Know the Signs

Do you see lines of printed text every time you close your eyes? Are friends and family alarmed at the amount of time you spend huddled in your office, hunched over a keyboard? Freelance writers are often the last to recognize the warning signs of a growing addiction. Take the test below to find out if you’re a content writing junkie. You can still get help, before it’s too late.

Answer Honestly

Answer the following questions as candidly as possible. While denial is often our knee-jerk reaction to addiction, honest recognition of the problem is always the first step on the road to recovery.

  • You just pulled an all-nighter, finishing seven different articles on three separate topics with deadlines just 45 minutes apart. What do you do next?

A) Go to sleep.

B) Congratulate yourself on a job well done, then straighten up your desk.

C) Open your email, thinking, “I wonder if I could snag another order?”

  • You would give up a planned vacation if …

A) You got a plum writing assignment from a really great client.

B) A less-than-stellar client cried on the phone.

C) What’s a vacation?

  • It’s 1:00 am, and you just thought of a great intro for that tricky little piece you’re working on. You …

A) Roll over and go back sleep. If it’s really that good, you’ll remember.

B) Repeat it over and over, hoping to burn the idea into your brain so it will still be there in the morning.

C) Sneak to your office and jot it down — along with that other idea that just popped into your head — and end up writing until the sun comes up.

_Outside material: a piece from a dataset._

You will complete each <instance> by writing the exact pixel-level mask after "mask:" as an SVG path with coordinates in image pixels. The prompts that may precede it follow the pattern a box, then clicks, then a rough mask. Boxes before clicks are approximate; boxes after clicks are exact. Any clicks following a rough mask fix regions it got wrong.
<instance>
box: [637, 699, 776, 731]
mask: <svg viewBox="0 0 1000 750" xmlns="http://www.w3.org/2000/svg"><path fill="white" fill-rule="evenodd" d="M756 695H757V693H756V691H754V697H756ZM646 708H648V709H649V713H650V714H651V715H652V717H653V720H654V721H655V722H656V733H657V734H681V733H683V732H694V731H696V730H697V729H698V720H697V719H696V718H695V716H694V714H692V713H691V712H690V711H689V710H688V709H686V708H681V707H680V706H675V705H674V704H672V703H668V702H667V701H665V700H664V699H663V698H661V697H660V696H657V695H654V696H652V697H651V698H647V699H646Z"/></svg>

  • The strangest place you’ve ever worked on a writing assignment was …

A) The doctor’s office.

B) In your car, in the grocery store parking lot.

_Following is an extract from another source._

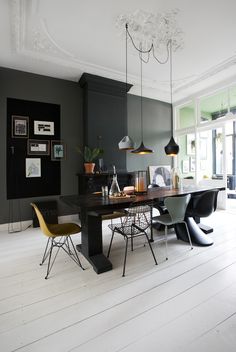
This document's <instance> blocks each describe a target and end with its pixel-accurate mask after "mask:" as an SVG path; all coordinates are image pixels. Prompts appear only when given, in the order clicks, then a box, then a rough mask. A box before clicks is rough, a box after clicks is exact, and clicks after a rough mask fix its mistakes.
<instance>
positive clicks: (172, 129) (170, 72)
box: [165, 40, 179, 156]
mask: <svg viewBox="0 0 236 352" xmlns="http://www.w3.org/2000/svg"><path fill="white" fill-rule="evenodd" d="M169 45H170V103H171V130H172V131H173V105H172V100H173V94H172V41H171V40H170V43H169ZM178 152H179V146H178V144H177V143H176V142H175V140H174V137H173V135H172V136H171V138H170V141H169V143H168V144H167V145H166V146H165V153H166V155H168V156H176V155H177V154H178Z"/></svg>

C) In the restroom of the banquet hall at your niece’s wedding reception.

  • You keep writing materials …

A) In your desk.

B) In every room in the house.

C) In your brassiere.

  • You think grammar rules are …

A) A necessary evil.

B) Interesting. You read Grammar Girl in your spare time.

C) Fascinating. In grade school, you paid the other kids with Oreos to let you diagram their sentences.

If that’s not enough, browsing through an old notebook only to find random lists and half-formed sentences scribbled in the margins is oddly satisfying (to us, at least). There’s a sort of quiet camaraderie in realizing how many writers secretly hoard battered legal pads and sticky notes, certain they’ll come in handy “someday.” And if you frequently lose pens only to find them days later in your pockets, covered in ink stains, well, you’re not alone—this is practically a rite of passage.

Friends outside the writing world may never quite understand why the urge to tweak that one awkward sentence follows you everywhere—from dentist waiting rooms to ruined camping trips. But honestly, that nervous itch to make every bit of copy just a little sharper never really disappears. If anything, it’s a relentless companion, popping up just when you’ve convinced yourself you’re off the clock.

  • Have you ever lied to escape a family obligation so you could stay home and write?

A) Never.

B) Once. But it was a great topic, and you really didn’t need to talk to your daughter’s teacher twice in the same school year.

C) Never. They all think you have narcolepsy and can’t safely leave the house.

  • You receive some mass-mailed spam. What do you do?

A) Quickly delete it, adding the address to your spam filter.

B) Read it carefully, thinking, “I could have done better.”

C) Rewrite the whole thing, eliminating passive verbiage and adding snappy words like lollipop, sparkle, and visionary.

Scoring

Give yourself one point for every A you selected, two points for every B, and three points for every C. Do the math.

  • If you scored between seven and ten, congratulations! You have a normal, healthy relationship with words.
  • If you scored an 11 through 15, there’s cause for concern. Have you considered changing careers? Maybe you could be a dog groomer or a golf pro.
  • If your score was 16 or higher, you’re a hopeless case. You’ve got ink in your veins and a thesaurus lodged in your head. Just give in; there’s no way to fight it anyway.